D) l'ammontare della borsa di studio avrebbe dovuto essere annualmente incrementato sulla base del tasso programmato d‘inflazione e rideterminato, ogni triennio, con decreto del Ministro della Sanità;
E) di tutte le previsioni contenute nel D. Lgs. n.368/99 avevano trovato piena attuazione solo quelle norme relative ai doveri e agli impegni dei medici specializzandi mentre le norme che avevano riconosciuto agli stessi i diritti e le posizioni giuridiche erano rimaste del tutto inapplicate, in forza dell'art. 8, comma 3 del D.Lgs. n.517/99;
F) gli interventi legislativi avevano dato piena applicazione al D.Lgs. n.368/99 nei confronti dei medici specializzandi solo a partire dall'anno accademico 2006/2007.
Ciò premesso, le parti attrici convenivano in giudizio l'Università degli Studi di Roma Tor Vergata, la Presidenza del Consiglio dei Ministri, il Ministero dell'Istruzione, dell'Università e della Ricerca, il Ministero della Salute e la Regione Lazio affinchè venissero condannati in solido a regolarizzare il trattamento economico dall'inizio della utilizzazione nella posizione di specializzandi fino alla data della cessazione, eventualmente stabilendo un importo in via equitativa
ai sensi e per gli effetti dell'art. 36 Cost.

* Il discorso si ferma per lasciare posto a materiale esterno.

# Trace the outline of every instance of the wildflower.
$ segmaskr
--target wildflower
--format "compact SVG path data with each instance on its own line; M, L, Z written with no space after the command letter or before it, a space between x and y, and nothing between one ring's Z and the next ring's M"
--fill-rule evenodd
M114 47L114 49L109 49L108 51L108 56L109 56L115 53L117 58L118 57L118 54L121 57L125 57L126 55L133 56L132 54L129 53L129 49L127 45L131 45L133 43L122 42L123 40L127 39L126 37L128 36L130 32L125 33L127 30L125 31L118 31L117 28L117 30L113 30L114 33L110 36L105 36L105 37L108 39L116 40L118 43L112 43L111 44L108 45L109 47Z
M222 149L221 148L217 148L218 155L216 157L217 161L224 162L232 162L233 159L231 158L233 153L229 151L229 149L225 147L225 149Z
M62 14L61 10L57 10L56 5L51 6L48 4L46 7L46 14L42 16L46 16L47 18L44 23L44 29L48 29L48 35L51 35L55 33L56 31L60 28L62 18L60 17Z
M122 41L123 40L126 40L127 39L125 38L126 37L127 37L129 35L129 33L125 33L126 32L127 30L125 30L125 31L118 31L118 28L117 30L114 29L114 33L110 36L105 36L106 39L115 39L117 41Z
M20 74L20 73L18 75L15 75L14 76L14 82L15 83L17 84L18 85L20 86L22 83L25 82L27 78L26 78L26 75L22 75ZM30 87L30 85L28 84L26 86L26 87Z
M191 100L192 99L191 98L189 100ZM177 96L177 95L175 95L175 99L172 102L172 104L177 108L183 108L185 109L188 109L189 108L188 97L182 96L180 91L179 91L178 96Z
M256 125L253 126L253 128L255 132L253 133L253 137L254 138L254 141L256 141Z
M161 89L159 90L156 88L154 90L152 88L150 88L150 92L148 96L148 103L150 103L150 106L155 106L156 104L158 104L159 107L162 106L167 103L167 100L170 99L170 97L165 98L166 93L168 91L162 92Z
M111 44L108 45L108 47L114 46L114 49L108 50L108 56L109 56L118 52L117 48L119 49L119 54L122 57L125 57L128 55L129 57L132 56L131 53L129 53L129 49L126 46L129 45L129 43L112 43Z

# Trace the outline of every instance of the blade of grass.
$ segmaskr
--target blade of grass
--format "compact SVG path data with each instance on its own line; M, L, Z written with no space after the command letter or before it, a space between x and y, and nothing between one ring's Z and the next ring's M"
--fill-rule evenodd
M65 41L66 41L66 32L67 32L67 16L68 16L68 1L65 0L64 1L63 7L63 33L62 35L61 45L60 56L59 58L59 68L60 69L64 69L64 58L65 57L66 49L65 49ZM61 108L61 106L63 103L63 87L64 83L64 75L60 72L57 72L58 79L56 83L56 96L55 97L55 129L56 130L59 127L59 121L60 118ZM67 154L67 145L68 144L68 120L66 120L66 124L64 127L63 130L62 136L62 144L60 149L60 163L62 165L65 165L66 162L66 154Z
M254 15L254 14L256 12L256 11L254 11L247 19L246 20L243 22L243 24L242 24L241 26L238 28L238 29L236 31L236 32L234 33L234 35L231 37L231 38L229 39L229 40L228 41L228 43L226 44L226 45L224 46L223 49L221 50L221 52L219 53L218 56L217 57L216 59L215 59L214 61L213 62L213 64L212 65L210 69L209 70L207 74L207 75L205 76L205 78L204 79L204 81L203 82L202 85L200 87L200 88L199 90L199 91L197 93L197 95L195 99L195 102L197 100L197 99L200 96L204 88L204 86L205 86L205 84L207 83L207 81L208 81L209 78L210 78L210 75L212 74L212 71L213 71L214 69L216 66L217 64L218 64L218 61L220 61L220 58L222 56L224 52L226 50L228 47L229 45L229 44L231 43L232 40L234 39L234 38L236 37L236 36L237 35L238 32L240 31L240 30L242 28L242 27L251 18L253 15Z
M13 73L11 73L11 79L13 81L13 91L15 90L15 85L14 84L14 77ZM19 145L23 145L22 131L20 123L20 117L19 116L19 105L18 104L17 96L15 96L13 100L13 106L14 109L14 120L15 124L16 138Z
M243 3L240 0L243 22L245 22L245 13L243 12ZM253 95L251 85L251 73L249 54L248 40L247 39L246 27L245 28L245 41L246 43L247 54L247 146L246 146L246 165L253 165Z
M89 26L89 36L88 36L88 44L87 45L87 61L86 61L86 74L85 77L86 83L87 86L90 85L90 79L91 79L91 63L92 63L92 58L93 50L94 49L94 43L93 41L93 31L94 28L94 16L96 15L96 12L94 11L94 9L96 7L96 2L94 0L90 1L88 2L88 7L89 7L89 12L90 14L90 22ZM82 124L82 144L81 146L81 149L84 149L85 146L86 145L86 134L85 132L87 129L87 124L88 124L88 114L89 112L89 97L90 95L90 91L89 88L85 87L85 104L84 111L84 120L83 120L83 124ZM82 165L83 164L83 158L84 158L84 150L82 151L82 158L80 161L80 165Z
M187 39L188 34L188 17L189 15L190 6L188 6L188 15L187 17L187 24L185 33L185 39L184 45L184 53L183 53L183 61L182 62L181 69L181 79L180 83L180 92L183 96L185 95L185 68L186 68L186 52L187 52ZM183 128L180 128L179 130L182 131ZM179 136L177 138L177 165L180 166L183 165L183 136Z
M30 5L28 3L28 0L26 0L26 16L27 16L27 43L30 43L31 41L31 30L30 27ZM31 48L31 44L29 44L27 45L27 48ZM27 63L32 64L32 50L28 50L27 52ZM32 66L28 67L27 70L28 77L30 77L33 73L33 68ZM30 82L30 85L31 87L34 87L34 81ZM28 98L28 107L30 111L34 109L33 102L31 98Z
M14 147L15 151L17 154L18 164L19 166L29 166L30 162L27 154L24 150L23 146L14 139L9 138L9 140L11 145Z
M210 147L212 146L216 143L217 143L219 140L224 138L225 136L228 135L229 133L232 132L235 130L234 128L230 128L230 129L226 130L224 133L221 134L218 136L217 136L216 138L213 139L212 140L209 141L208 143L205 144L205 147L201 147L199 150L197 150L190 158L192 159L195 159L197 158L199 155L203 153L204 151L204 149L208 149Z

Costituitesi in giudizio, le parti convenute (ad eccezione della "Regione Lazio" che rimaneva contumace) contestavano in fatto e in diritto le argomentazioni formulate dagli attori.
2 - La domanda proposta dalle parti attrici non può essere accolta, dovendo riproporsi anche in questa sede le osservazioni già esposte da questo Tribunale in analoghe controversie (v., tra le altre Trib. Roma n.3857/12, n.11720/12, n.13121/12).
In particolare, va rilevato quanto segue.
A) Promuovendo il presente giudizio, gli attori hanno lamentato di aver subito un danno a seguito della tardiva attuazione, da parte dello Stato Italiano, della Direttiva comunitaria n.16 del 1993.
Come è noto la direttiva del Consiglio 16 giugno 1975, 75/362/CEE, conosciuta come "direttiva riconoscimento", ha introdotto la possibilità del riconoscimento reciproco fra i Paesi membri, fra cui l'Italia, dei diplomi, certificati e altri titoli di medico e ha introdotto misure destinate ad agevolare l‘esercizio effettivo del diritto di stabilimento e di libera prestazione dei servizi.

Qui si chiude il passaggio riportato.